The three-day Battle of Gettysburg, the deadliest of the Civil War, was fought in July 1863, and the Dole Institute will mark its 150th anniversary with a special event June 20, director Bill Lacy said.
The institute will bring in a panel of historians and military experts for an event similar to the post-election conferences it holds every two years, Lacy said. The experts will examine some of the battle’s nitty-gritty details during some afternoon sessions intended for “Civil War junkies,” he said, followed by an evening talk for a general audience that will focus on some of the battle’s most crucial decisions.
“A person could come and spend the whole day here learning about Gettysburg if they wanted to,” Lacy said.
About a month later, July 22, the institute will celebrate the 90th birthday of its namesake, Bob Dole. Dole won’t be able to attend, Lacy said, and no large production is planned, but there will be an open house and a “community celebration” to mark the occasion.
“We’re just going to open up the Dole Institute and serve cake and punch,” Lacy said.
Also coming during the summer will be a five-week study group on municipal politics, led by the institute’s summer fellow, Kansas City, Mo., political consultant Steve Glorioso. And regular summer events include the Youth Civic Leadership Institute, where 50 high-school seniors from the state come for a three-day program, and the Government and History High School Teacher Conference, which brings in teachers from throughout the state.

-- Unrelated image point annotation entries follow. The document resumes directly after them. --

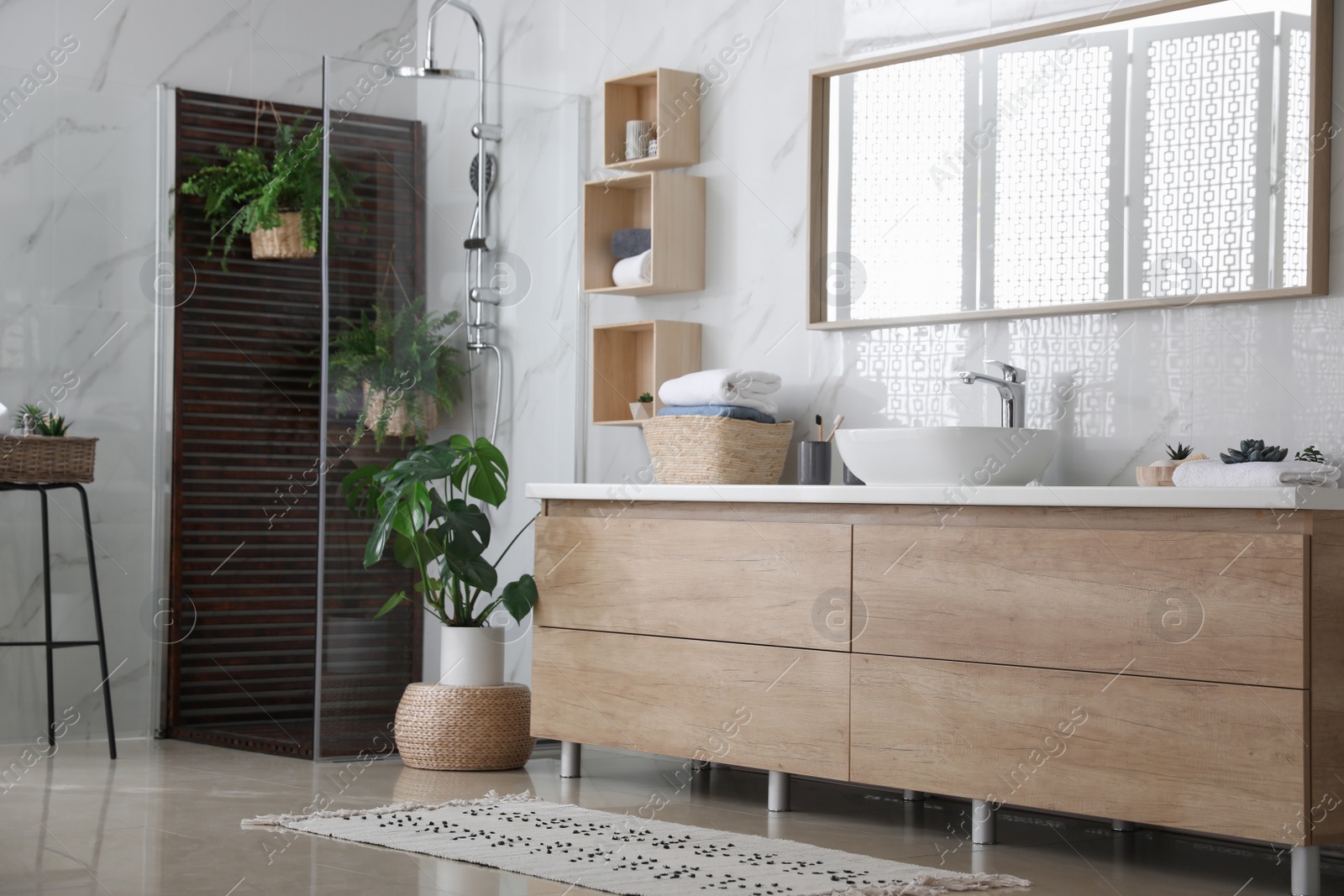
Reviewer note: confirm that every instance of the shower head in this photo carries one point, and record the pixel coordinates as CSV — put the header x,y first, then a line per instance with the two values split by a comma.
x,y
476,20
490,174
412,71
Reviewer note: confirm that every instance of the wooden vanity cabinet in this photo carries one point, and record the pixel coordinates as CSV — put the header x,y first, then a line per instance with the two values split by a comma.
x,y
1175,668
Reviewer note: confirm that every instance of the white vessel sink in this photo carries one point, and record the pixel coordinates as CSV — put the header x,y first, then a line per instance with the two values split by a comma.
x,y
971,456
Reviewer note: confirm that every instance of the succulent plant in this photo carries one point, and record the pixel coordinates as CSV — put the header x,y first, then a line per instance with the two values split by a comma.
x,y
1310,453
1253,450
1179,453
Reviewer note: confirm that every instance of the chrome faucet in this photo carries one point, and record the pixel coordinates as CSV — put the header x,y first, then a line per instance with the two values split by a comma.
x,y
1011,389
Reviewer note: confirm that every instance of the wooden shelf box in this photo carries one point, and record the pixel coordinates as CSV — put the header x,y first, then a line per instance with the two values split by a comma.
x,y
631,359
671,206
669,98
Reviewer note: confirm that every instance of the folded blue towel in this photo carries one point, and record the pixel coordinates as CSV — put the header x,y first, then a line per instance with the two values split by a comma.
x,y
717,410
631,242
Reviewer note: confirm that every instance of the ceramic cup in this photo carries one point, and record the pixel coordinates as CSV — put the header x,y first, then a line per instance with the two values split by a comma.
x,y
813,463
638,139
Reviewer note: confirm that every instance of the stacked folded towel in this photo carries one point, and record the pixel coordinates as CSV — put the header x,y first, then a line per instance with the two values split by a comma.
x,y
722,392
1256,474
632,248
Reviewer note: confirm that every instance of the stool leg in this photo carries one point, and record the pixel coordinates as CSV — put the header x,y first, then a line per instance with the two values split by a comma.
x,y
97,618
46,602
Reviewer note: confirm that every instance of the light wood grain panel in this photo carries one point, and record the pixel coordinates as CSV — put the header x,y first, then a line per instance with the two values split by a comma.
x,y
1323,822
748,582
625,501
770,708
1182,605
1225,759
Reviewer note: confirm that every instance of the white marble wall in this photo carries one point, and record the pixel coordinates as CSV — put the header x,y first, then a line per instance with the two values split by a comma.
x,y
77,224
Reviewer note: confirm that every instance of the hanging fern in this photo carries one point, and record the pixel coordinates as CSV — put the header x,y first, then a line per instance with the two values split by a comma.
x,y
402,354
249,194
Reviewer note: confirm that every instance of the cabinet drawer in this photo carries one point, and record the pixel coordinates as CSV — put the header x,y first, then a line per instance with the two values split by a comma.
x,y
773,708
1226,759
1183,605
777,584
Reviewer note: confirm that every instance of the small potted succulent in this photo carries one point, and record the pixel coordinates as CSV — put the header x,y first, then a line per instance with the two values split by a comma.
x,y
643,409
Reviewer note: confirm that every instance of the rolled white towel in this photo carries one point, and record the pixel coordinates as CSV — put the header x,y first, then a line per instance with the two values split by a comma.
x,y
726,385
636,270
1256,474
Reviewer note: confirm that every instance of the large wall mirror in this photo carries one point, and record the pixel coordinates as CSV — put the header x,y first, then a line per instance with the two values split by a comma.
x,y
1173,154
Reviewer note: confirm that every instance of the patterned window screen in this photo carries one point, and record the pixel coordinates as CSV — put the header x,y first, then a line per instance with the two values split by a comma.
x,y
911,219
1294,149
1055,172
1200,157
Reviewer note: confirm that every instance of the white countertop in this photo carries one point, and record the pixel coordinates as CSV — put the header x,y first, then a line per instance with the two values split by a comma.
x,y
1117,496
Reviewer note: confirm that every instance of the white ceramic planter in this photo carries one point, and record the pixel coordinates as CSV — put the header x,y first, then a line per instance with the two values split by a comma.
x,y
470,658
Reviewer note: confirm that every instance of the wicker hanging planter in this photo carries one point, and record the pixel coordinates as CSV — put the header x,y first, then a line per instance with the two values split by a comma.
x,y
400,422
46,458
465,728
286,241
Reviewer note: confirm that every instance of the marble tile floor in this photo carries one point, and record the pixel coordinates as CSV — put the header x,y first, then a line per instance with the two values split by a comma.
x,y
165,820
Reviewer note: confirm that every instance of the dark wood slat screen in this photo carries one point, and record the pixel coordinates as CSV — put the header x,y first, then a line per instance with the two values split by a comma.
x,y
246,432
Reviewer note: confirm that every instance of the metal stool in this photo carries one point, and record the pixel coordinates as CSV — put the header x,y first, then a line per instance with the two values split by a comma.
x,y
42,488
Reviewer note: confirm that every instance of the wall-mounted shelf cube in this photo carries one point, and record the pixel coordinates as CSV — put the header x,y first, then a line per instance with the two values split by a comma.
x,y
631,359
667,97
671,206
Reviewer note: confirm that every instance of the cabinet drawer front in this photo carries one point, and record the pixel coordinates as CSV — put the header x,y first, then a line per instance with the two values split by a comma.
x,y
779,584
1226,759
1184,605
773,708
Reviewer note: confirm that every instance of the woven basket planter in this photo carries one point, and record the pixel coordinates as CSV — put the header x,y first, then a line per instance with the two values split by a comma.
x,y
286,241
465,728
400,422
46,458
717,450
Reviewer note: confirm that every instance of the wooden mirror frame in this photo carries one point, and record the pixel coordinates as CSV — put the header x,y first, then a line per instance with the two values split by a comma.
x,y
1319,170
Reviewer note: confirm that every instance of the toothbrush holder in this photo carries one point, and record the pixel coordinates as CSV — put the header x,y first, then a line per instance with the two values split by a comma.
x,y
813,463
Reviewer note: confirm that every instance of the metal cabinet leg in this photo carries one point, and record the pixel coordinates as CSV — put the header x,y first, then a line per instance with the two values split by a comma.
x,y
779,792
570,754
981,822
1307,871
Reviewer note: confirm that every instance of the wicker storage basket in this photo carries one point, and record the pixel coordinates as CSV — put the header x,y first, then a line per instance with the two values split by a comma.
x,y
717,450
286,241
464,728
46,458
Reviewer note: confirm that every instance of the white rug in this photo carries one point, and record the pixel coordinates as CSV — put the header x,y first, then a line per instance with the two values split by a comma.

This summer also marks the 10th anniversary of the institute’s opening, and Lacy said a series of events and new exhibits during the coming year will mark the milestone. Those events will be announced in the coming months.
With the new exhibits, Lacy said institute leaders hope to encourage children and young people, some of whom may have no memory of Dole’s political career, to come and learn about the former senator and KU alumnus.